The research, recently highlighted by smallbusiness.co.uk, claims that Individual Voluntary Arrangements (IVAs) and Trust Deed (TD) applications are rapidly on the rise – and are likely to spike significantly by the end of the year.
According to a separate report published by insolvency trade body R3 at the beginning of April, a significant proportion of British adults are fully aware that their financial wellbeing is slipping.
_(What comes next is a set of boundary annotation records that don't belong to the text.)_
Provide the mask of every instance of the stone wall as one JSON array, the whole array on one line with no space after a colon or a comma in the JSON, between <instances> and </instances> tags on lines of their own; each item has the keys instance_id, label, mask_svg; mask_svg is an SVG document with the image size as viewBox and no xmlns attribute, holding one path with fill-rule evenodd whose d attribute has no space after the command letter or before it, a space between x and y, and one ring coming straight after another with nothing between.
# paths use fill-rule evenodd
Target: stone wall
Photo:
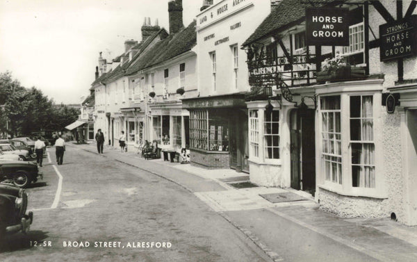
<instances>
[{"instance_id":1,"label":"stone wall","mask_svg":"<svg viewBox=\"0 0 417 262\"><path fill-rule=\"evenodd\" d=\"M230 168L230 154L190 150L191 165L208 169Z\"/></svg>"},{"instance_id":2,"label":"stone wall","mask_svg":"<svg viewBox=\"0 0 417 262\"><path fill-rule=\"evenodd\" d=\"M344 196L320 188L320 208L342 218L384 218L389 216L387 199Z\"/></svg>"}]
</instances>

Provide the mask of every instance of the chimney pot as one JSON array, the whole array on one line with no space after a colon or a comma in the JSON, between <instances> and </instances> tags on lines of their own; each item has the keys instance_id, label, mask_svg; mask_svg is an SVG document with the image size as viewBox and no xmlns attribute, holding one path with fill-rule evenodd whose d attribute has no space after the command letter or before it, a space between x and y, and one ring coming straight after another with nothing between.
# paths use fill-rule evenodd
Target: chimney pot
<instances>
[{"instance_id":1,"label":"chimney pot","mask_svg":"<svg viewBox=\"0 0 417 262\"><path fill-rule=\"evenodd\" d=\"M176 33L184 27L183 24L182 0L173 0L168 2L170 17L170 33Z\"/></svg>"}]
</instances>

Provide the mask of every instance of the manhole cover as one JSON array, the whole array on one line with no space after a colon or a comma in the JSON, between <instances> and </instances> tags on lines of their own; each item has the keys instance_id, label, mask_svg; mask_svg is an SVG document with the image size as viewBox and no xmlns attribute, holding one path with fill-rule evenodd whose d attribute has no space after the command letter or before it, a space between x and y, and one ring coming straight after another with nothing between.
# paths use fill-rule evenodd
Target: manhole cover
<instances>
[{"instance_id":1,"label":"manhole cover","mask_svg":"<svg viewBox=\"0 0 417 262\"><path fill-rule=\"evenodd\" d=\"M306 198L291 192L259 195L271 203L292 202L293 201L307 200Z\"/></svg>"},{"instance_id":2,"label":"manhole cover","mask_svg":"<svg viewBox=\"0 0 417 262\"><path fill-rule=\"evenodd\" d=\"M257 188L258 186L250 183L250 181L245 181L240 183L230 183L230 186L234 186L236 188Z\"/></svg>"}]
</instances>

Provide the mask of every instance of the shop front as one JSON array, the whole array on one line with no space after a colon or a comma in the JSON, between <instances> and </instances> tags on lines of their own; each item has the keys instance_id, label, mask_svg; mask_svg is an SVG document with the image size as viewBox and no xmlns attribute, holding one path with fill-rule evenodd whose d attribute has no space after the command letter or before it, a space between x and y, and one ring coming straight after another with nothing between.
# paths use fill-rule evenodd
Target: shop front
<instances>
[{"instance_id":1,"label":"shop front","mask_svg":"<svg viewBox=\"0 0 417 262\"><path fill-rule=\"evenodd\" d=\"M126 136L128 152L137 151L145 141L145 111L140 106L120 108L123 113L123 130Z\"/></svg>"},{"instance_id":2,"label":"shop front","mask_svg":"<svg viewBox=\"0 0 417 262\"><path fill-rule=\"evenodd\" d=\"M191 164L249 172L247 110L243 93L183 99L190 112Z\"/></svg>"},{"instance_id":3,"label":"shop front","mask_svg":"<svg viewBox=\"0 0 417 262\"><path fill-rule=\"evenodd\" d=\"M149 105L149 142L156 142L162 150L181 152L190 145L189 113L179 101Z\"/></svg>"}]
</instances>

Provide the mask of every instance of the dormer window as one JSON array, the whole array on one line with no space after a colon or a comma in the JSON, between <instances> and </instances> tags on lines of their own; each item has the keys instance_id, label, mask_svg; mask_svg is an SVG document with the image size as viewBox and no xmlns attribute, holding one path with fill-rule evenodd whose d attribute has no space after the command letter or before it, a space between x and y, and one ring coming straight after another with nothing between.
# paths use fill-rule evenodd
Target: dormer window
<instances>
[{"instance_id":1,"label":"dormer window","mask_svg":"<svg viewBox=\"0 0 417 262\"><path fill-rule=\"evenodd\" d=\"M184 88L186 86L186 63L179 64L179 87Z\"/></svg>"}]
</instances>

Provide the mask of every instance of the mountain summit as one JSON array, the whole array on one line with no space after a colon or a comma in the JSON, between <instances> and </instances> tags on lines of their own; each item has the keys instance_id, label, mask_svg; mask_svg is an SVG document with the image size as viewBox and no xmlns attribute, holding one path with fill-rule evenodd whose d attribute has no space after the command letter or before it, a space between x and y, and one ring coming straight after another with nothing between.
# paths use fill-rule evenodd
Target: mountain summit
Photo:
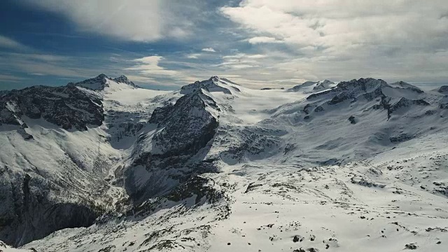
<instances>
[{"instance_id":1,"label":"mountain summit","mask_svg":"<svg viewBox=\"0 0 448 252\"><path fill-rule=\"evenodd\" d=\"M69 83L69 84L67 84L67 85L82 87L92 90L99 91L104 90L106 87L108 87L110 85L110 81L114 81L117 83L126 84L133 88L139 88L136 85L134 84L133 82L129 80L127 77L125 76L124 75L122 75L121 76L115 78L111 78L104 74L101 74L97 77L94 77L76 83Z\"/></svg>"},{"instance_id":2,"label":"mountain summit","mask_svg":"<svg viewBox=\"0 0 448 252\"><path fill-rule=\"evenodd\" d=\"M369 78L261 90L218 76L156 91L104 74L3 92L0 240L444 251L446 92Z\"/></svg>"}]
</instances>

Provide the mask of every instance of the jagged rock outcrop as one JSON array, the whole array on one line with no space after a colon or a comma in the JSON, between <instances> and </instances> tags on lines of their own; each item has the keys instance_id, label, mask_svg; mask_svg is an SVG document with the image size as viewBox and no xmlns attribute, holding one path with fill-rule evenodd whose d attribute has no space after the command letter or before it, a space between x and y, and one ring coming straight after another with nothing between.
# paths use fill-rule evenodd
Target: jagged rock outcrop
<instances>
[{"instance_id":1,"label":"jagged rock outcrop","mask_svg":"<svg viewBox=\"0 0 448 252\"><path fill-rule=\"evenodd\" d=\"M204 150L214 138L218 126L216 118L209 110L216 112L214 101L202 91L194 92L170 104L156 108L149 123L157 125L150 139L151 150L141 152L126 172L126 188L135 202L163 195L195 174L216 172L213 160L194 158ZM140 139L145 145L146 137ZM144 169L144 172L142 172ZM144 174L144 183L136 183L137 174Z\"/></svg>"},{"instance_id":2,"label":"jagged rock outcrop","mask_svg":"<svg viewBox=\"0 0 448 252\"><path fill-rule=\"evenodd\" d=\"M181 94L187 94L192 92L197 92L201 89L204 89L207 92L223 92L225 94L232 94L232 92L229 88L223 88L218 85L220 80L217 76L212 76L209 79L203 81L196 81L194 83L191 83L185 85L181 88ZM235 88L232 88L234 90L239 91Z\"/></svg>"},{"instance_id":3,"label":"jagged rock outcrop","mask_svg":"<svg viewBox=\"0 0 448 252\"><path fill-rule=\"evenodd\" d=\"M127 84L127 85L130 85L131 87L140 88L138 85L134 84L133 82L130 81L127 78L127 77L125 76L124 75L122 75L120 77L117 77L117 78L114 78L113 80L115 80L115 82L120 83Z\"/></svg>"},{"instance_id":4,"label":"jagged rock outcrop","mask_svg":"<svg viewBox=\"0 0 448 252\"><path fill-rule=\"evenodd\" d=\"M438 92L442 94L448 94L448 85L443 85L439 88Z\"/></svg>"},{"instance_id":5,"label":"jagged rock outcrop","mask_svg":"<svg viewBox=\"0 0 448 252\"><path fill-rule=\"evenodd\" d=\"M309 109L315 106L315 112L325 110L328 106L337 105L346 101L355 103L359 100L367 102L378 102L372 106L374 109L387 111L387 118L389 119L394 111L401 108L410 107L412 105L428 106L430 104L423 99L412 99L400 95L402 90L406 90L420 94L424 92L419 88L402 81L387 84L384 80L373 78L360 78L343 81L333 88L318 93L312 94L307 97L312 102L307 104L304 111L308 115ZM402 94L406 96L406 93Z\"/></svg>"},{"instance_id":6,"label":"jagged rock outcrop","mask_svg":"<svg viewBox=\"0 0 448 252\"><path fill-rule=\"evenodd\" d=\"M97 77L80 81L76 83L69 83L68 86L76 86L88 88L92 90L102 90L107 87L107 77L106 74L102 74Z\"/></svg>"},{"instance_id":7,"label":"jagged rock outcrop","mask_svg":"<svg viewBox=\"0 0 448 252\"><path fill-rule=\"evenodd\" d=\"M69 84L67 84L67 85L81 87L94 91L101 91L104 90L106 88L109 87L108 80L113 80L118 83L126 84L136 88L139 88L138 85L134 84L133 82L130 81L127 78L127 77L125 76L124 75L122 75L121 76L115 78L111 78L104 74L102 74L97 77L94 77L76 83L69 83Z\"/></svg>"},{"instance_id":8,"label":"jagged rock outcrop","mask_svg":"<svg viewBox=\"0 0 448 252\"><path fill-rule=\"evenodd\" d=\"M101 99L74 86L34 86L0 97L0 125L26 127L24 115L78 130L87 130L89 125L99 126L104 120Z\"/></svg>"}]
</instances>

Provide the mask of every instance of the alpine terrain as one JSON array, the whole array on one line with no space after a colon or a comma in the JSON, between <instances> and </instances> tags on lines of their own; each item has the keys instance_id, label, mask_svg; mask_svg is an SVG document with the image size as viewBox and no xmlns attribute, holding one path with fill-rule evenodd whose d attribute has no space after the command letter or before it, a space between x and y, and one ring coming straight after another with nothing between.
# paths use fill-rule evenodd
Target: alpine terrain
<instances>
[{"instance_id":1,"label":"alpine terrain","mask_svg":"<svg viewBox=\"0 0 448 252\"><path fill-rule=\"evenodd\" d=\"M448 87L0 92L0 251L447 251Z\"/></svg>"}]
</instances>

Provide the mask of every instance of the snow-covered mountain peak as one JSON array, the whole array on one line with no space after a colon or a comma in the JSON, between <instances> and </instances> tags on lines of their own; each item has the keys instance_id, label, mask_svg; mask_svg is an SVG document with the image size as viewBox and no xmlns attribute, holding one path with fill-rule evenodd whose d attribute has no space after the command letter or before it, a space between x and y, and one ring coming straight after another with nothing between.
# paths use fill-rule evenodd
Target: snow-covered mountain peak
<instances>
[{"instance_id":1,"label":"snow-covered mountain peak","mask_svg":"<svg viewBox=\"0 0 448 252\"><path fill-rule=\"evenodd\" d=\"M328 90L335 85L335 83L329 80L319 81L305 81L304 83L295 85L289 89L289 91L300 91L303 93L312 93Z\"/></svg>"},{"instance_id":2,"label":"snow-covered mountain peak","mask_svg":"<svg viewBox=\"0 0 448 252\"><path fill-rule=\"evenodd\" d=\"M127 84L132 87L134 88L139 88L138 85L135 85L133 82L130 81L127 77L126 77L124 75L122 75L120 77L117 77L113 79L113 80L115 80L117 83L125 83L125 84Z\"/></svg>"},{"instance_id":3,"label":"snow-covered mountain peak","mask_svg":"<svg viewBox=\"0 0 448 252\"><path fill-rule=\"evenodd\" d=\"M186 94L202 89L209 92L221 92L227 94L239 92L239 89L232 85L234 84L221 80L218 76L211 76L208 80L197 80L194 83L183 86L181 88L181 94Z\"/></svg>"},{"instance_id":4,"label":"snow-covered mountain peak","mask_svg":"<svg viewBox=\"0 0 448 252\"><path fill-rule=\"evenodd\" d=\"M67 84L67 85L74 85L76 87L87 88L88 90L94 90L94 91L102 91L104 90L106 88L111 86L111 82L113 82L112 85L115 83L118 84L125 84L132 88L139 88L136 85L134 84L133 82L130 81L127 77L124 75L122 75L120 77L112 78L108 77L106 74L101 74L97 77L94 77L92 78L89 78L83 81L80 81L76 83L70 83Z\"/></svg>"}]
</instances>

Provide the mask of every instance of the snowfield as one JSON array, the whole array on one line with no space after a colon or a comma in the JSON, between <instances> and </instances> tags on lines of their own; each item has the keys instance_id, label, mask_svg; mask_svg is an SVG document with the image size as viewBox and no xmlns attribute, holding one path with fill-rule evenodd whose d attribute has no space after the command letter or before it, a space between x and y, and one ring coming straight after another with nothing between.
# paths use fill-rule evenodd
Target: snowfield
<instances>
[{"instance_id":1,"label":"snowfield","mask_svg":"<svg viewBox=\"0 0 448 252\"><path fill-rule=\"evenodd\" d=\"M69 84L102 103L102 123L86 130L4 101L0 234L19 248L0 251L448 251L443 89L370 78L285 90L217 76L175 92L131 83Z\"/></svg>"}]
</instances>

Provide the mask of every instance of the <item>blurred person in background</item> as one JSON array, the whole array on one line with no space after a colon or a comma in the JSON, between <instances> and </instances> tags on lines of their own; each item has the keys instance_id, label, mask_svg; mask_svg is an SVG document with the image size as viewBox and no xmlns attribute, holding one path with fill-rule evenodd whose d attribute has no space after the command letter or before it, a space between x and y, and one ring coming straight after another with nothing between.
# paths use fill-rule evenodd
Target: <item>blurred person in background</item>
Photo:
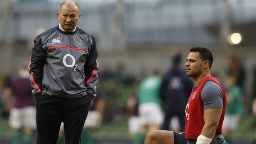
<instances>
[{"instance_id":1,"label":"blurred person in background","mask_svg":"<svg viewBox=\"0 0 256 144\"><path fill-rule=\"evenodd\" d=\"M105 109L105 102L100 96L99 92L96 93L96 96L91 102L90 110L83 126L81 135L81 144L96 144L97 141L95 134L97 130L101 126L102 115ZM57 144L63 143L64 138L64 124L61 124L59 137Z\"/></svg>"},{"instance_id":2,"label":"blurred person in background","mask_svg":"<svg viewBox=\"0 0 256 144\"><path fill-rule=\"evenodd\" d=\"M142 130L139 116L136 92L134 92L127 100L126 108L127 114L130 116L128 120L129 133L133 136L134 144L144 144L145 137L141 134Z\"/></svg>"},{"instance_id":3,"label":"blurred person in background","mask_svg":"<svg viewBox=\"0 0 256 144\"><path fill-rule=\"evenodd\" d=\"M185 70L180 68L181 59L180 54L173 57L173 67L164 74L162 78L160 96L164 102L165 118L161 130L170 130L170 122L173 116L176 115L178 118L180 129L176 128L175 130L184 130L184 112L193 83L192 79L186 75ZM174 130L175 127L172 128Z\"/></svg>"},{"instance_id":4,"label":"blurred person in background","mask_svg":"<svg viewBox=\"0 0 256 144\"><path fill-rule=\"evenodd\" d=\"M243 113L243 92L240 87L236 83L235 76L230 74L226 77L226 107L222 131L229 144L232 144L232 132L237 128Z\"/></svg>"},{"instance_id":5,"label":"blurred person in background","mask_svg":"<svg viewBox=\"0 0 256 144\"><path fill-rule=\"evenodd\" d=\"M2 77L0 76L0 113L1 113L1 116L4 117L5 113L6 113L6 107L5 107L5 103L4 102L5 100L4 95L4 82L2 79Z\"/></svg>"},{"instance_id":6,"label":"blurred person in background","mask_svg":"<svg viewBox=\"0 0 256 144\"><path fill-rule=\"evenodd\" d=\"M63 122L65 143L78 144L96 95L98 54L94 37L76 26L75 2L62 3L57 15L59 25L36 37L30 59L37 144L56 144Z\"/></svg>"},{"instance_id":7,"label":"blurred person in background","mask_svg":"<svg viewBox=\"0 0 256 144\"><path fill-rule=\"evenodd\" d=\"M226 144L221 135L226 98L218 80L211 76L213 57L208 49L193 47L187 58L187 76L195 86L185 111L185 133L154 130L145 144Z\"/></svg>"},{"instance_id":8,"label":"blurred person in background","mask_svg":"<svg viewBox=\"0 0 256 144\"><path fill-rule=\"evenodd\" d=\"M138 92L139 116L143 137L147 133L160 128L163 115L159 95L161 78L158 70L141 82ZM144 139L144 138L143 138Z\"/></svg>"},{"instance_id":9,"label":"blurred person in background","mask_svg":"<svg viewBox=\"0 0 256 144\"><path fill-rule=\"evenodd\" d=\"M95 135L101 126L105 106L105 100L97 90L96 96L91 102L90 110L83 126L81 144L97 144Z\"/></svg>"},{"instance_id":10,"label":"blurred person in background","mask_svg":"<svg viewBox=\"0 0 256 144\"><path fill-rule=\"evenodd\" d=\"M36 127L36 110L26 65L19 71L18 77L11 80L5 90L5 95L6 102L10 103L12 103L9 101L10 97L14 96L9 118L9 123L13 129L12 143L30 143L33 131ZM21 143L20 137L22 139Z\"/></svg>"}]
</instances>

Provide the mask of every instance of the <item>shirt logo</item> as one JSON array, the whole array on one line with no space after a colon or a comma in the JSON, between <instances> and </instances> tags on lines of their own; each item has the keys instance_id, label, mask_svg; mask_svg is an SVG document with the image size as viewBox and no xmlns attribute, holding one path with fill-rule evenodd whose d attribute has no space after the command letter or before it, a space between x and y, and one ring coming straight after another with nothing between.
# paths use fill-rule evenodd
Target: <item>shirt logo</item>
<instances>
[{"instance_id":1,"label":"shirt logo","mask_svg":"<svg viewBox=\"0 0 256 144\"><path fill-rule=\"evenodd\" d=\"M60 39L55 39L52 40L52 44L59 44L61 43Z\"/></svg>"},{"instance_id":2,"label":"shirt logo","mask_svg":"<svg viewBox=\"0 0 256 144\"><path fill-rule=\"evenodd\" d=\"M196 96L196 94L197 94L197 92L195 92L194 94L194 95L193 95L193 97L192 97L192 100L195 99L195 97Z\"/></svg>"},{"instance_id":3,"label":"shirt logo","mask_svg":"<svg viewBox=\"0 0 256 144\"><path fill-rule=\"evenodd\" d=\"M78 40L78 44L79 44L80 46L82 46L83 45L83 41L81 40L81 39L79 39Z\"/></svg>"}]
</instances>

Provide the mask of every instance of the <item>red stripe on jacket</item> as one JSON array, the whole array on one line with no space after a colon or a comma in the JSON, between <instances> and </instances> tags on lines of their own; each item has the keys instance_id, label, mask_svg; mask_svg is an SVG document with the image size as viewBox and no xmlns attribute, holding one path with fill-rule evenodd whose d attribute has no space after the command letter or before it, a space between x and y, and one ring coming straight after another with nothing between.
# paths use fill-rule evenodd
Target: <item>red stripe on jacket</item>
<instances>
[{"instance_id":1,"label":"red stripe on jacket","mask_svg":"<svg viewBox=\"0 0 256 144\"><path fill-rule=\"evenodd\" d=\"M34 85L35 86L35 87L37 87L37 90L39 92L39 93L41 92L41 90L39 88L39 87L38 87L38 85L37 84L37 83L35 82L35 79L34 79L34 78L33 78L33 72L30 70L30 65L31 65L31 57L30 59L30 63L29 63L29 66L28 67L28 70L29 70L30 72L31 73L31 79L32 79L32 81L33 81L33 83L34 83Z\"/></svg>"},{"instance_id":2,"label":"red stripe on jacket","mask_svg":"<svg viewBox=\"0 0 256 144\"><path fill-rule=\"evenodd\" d=\"M94 74L95 74L95 72L96 71L96 70L98 69L99 67L99 65L98 64L98 61L96 60L96 63L97 63L97 66L93 70L93 73L91 74L91 77L90 77L90 78L87 80L87 81L86 81L86 87L88 88L88 83L89 83L89 81L91 79L93 78L93 77L94 76Z\"/></svg>"},{"instance_id":3,"label":"red stripe on jacket","mask_svg":"<svg viewBox=\"0 0 256 144\"><path fill-rule=\"evenodd\" d=\"M52 49L54 48L68 48L70 49L73 49L73 50L82 50L84 52L87 52L87 50L85 50L81 48L71 48L68 46L52 46L52 47L49 47L48 48L48 49Z\"/></svg>"}]
</instances>

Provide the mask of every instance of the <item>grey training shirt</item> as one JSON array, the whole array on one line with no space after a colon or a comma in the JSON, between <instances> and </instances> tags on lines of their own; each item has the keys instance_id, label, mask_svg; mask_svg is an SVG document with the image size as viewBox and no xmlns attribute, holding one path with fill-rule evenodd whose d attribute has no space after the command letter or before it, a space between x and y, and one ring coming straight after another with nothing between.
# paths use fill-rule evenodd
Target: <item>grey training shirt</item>
<instances>
[{"instance_id":1,"label":"grey training shirt","mask_svg":"<svg viewBox=\"0 0 256 144\"><path fill-rule=\"evenodd\" d=\"M223 93L221 87L213 81L206 81L201 92L204 109L223 108Z\"/></svg>"}]
</instances>

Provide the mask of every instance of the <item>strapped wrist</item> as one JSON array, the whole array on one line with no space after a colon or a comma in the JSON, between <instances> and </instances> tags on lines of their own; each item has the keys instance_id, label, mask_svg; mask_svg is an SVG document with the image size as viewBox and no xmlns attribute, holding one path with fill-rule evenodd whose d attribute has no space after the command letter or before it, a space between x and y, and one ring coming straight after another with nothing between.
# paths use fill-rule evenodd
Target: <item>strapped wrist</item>
<instances>
[{"instance_id":1,"label":"strapped wrist","mask_svg":"<svg viewBox=\"0 0 256 144\"><path fill-rule=\"evenodd\" d=\"M210 144L212 140L212 139L200 135L197 137L196 144Z\"/></svg>"}]
</instances>

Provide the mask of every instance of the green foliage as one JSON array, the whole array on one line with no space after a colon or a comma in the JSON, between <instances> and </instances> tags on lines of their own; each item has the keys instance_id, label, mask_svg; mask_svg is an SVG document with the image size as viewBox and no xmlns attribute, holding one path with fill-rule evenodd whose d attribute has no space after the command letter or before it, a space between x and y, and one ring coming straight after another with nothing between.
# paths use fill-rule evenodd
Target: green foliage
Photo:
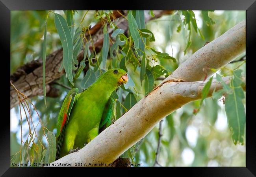
<instances>
[{"instance_id":1,"label":"green foliage","mask_svg":"<svg viewBox=\"0 0 256 177\"><path fill-rule=\"evenodd\" d=\"M73 85L72 74L73 60L73 40L70 30L66 20L61 15L54 14L55 26L61 41L63 49L64 67L69 81Z\"/></svg>"},{"instance_id":2,"label":"green foliage","mask_svg":"<svg viewBox=\"0 0 256 177\"><path fill-rule=\"evenodd\" d=\"M56 157L56 137L54 134L51 131L47 132L48 147L45 154L45 162L51 163L55 160Z\"/></svg>"},{"instance_id":3,"label":"green foliage","mask_svg":"<svg viewBox=\"0 0 256 177\"><path fill-rule=\"evenodd\" d=\"M146 96L154 88L154 77L152 72L147 69L146 69L145 74L144 88L145 89L145 96Z\"/></svg>"},{"instance_id":4,"label":"green foliage","mask_svg":"<svg viewBox=\"0 0 256 177\"><path fill-rule=\"evenodd\" d=\"M47 21L45 21L45 28L44 33L44 42L43 48L43 88L45 98L45 104L46 106L46 88L45 88L45 63L46 60L46 42L47 41Z\"/></svg>"},{"instance_id":5,"label":"green foliage","mask_svg":"<svg viewBox=\"0 0 256 177\"><path fill-rule=\"evenodd\" d=\"M61 47L63 60L59 70L64 67L67 76L61 76L56 81L70 87L78 87L80 91L88 88L107 69L122 68L128 72L129 79L126 84L112 93L111 96L116 104L117 119L150 92L160 83L161 79L171 74L187 57L201 48L206 41L212 41L245 17L244 12L225 11L219 15L210 11L202 11L197 12L197 15L195 11L174 11L171 15L154 18L145 24L144 11L132 10L128 11L126 17L129 30L127 33L116 25L118 20L111 20L112 10L63 11L11 12L11 73L18 67L42 56L43 68L45 68L46 54ZM46 18L48 14L48 18ZM153 11L149 11L148 14L154 17ZM233 17L237 18L235 19ZM200 20L202 23L201 26ZM100 48L96 52L93 35L92 39L86 34L91 22L96 24L99 22L103 24L103 42L101 49ZM113 30L112 33L110 30ZM43 43L42 47L38 47L37 43ZM83 57L78 61L77 57L81 50L84 52ZM190 165L206 166L213 159L221 166L244 164L245 162L238 160L234 155L224 159L222 157L224 151L218 151L217 155L211 156L212 144L218 139L223 149L232 149L234 154L239 157L238 160L244 156L244 152L239 151L233 144L233 142L241 144L245 142L246 119L241 74L238 70L233 72L241 63L229 64L228 70L219 70L220 72L216 75L216 79L222 82L223 88L214 92L212 98L207 98L206 96L212 77L203 89L201 100L190 103L164 119L158 158L161 159L159 162L161 165L189 165L185 164L181 157L185 148L192 149L195 153L195 160ZM245 65L241 68L243 67L245 68ZM85 68L87 70L87 67L89 69L85 73ZM54 160L51 157L55 157L53 155L56 153L52 147L56 147L53 143L56 118L68 90L54 85L59 89L61 96L47 98L47 102L45 103L45 72L44 69L44 97L33 98L32 101L35 103L43 125L46 126L48 133L52 132L47 134L50 141L42 140L44 133L40 126L37 128L37 136L42 144L39 140L33 142L30 136L27 139L23 137L23 142L20 143L18 131L12 132L11 163L46 162ZM228 85L223 82L221 76L229 75L234 76L234 78ZM224 108L222 100L218 100L223 95L225 97ZM44 104L48 108L44 106ZM201 111L196 115L193 114L193 110L198 107ZM19 114L19 108L15 109ZM231 131L221 132L216 130L215 127L219 121L220 112L224 110ZM31 111L31 114L34 115L32 116L34 120L35 111ZM26 120L22 119L20 122L18 120L18 127L22 125L26 127L23 126L27 123ZM198 132L194 146L190 144L189 138L186 135L190 126L196 127ZM32 131L30 133L27 132L28 131L23 130L23 136L33 133ZM143 139L124 153L123 157L130 157L135 162L142 162L143 166L152 166L156 158L158 132L157 127L153 128ZM226 161L232 162L225 164Z\"/></svg>"}]
</instances>

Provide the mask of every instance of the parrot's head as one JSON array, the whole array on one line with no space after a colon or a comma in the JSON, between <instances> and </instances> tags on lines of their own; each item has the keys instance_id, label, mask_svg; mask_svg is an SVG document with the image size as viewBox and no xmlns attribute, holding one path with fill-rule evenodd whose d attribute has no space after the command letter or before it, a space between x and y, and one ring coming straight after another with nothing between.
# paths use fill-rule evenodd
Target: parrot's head
<instances>
[{"instance_id":1,"label":"parrot's head","mask_svg":"<svg viewBox=\"0 0 256 177\"><path fill-rule=\"evenodd\" d=\"M106 79L109 82L113 82L115 84L117 84L117 87L125 84L128 81L127 73L122 69L115 68L109 70L104 75L107 77Z\"/></svg>"}]
</instances>

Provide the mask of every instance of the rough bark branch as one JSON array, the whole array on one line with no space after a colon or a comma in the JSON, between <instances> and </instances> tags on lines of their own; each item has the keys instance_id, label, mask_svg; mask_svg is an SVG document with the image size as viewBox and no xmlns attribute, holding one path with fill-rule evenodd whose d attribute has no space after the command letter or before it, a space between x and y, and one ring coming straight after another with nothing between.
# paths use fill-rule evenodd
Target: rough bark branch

R3’s research, which assessed British attitudes toward personal finance since the EU Referendum, found that one in five UK adults expect their financial situation to deteriorate over the next six months, against a backdrop of rising inflation and falling wage growth.
The trade body has branded this alarming sense of self-awareness as “the first signs of a shift in attitudes towards personal finances”. It adds that on the eve of the Referendum, so-called “personal finance pessimism” fell to an all-time low – and has recovered relatively little over the course of the past nine months.
A similar sentiment was echoed by research carried out by consumer magazine Which? in March, which found that mounting debt, rising mortgage and rental costs and the spiralling cost of living in the UK are all taking their toll on “millions of working households in the UK which are already struggling financially”.
Figures from the Bank of England suggest that the level of outstanding personal debt excluding mortgages soared to £192 billion at the end of 2016. Experts have warned that a predicted rise in inflation could have serious consequences for millions of Britons.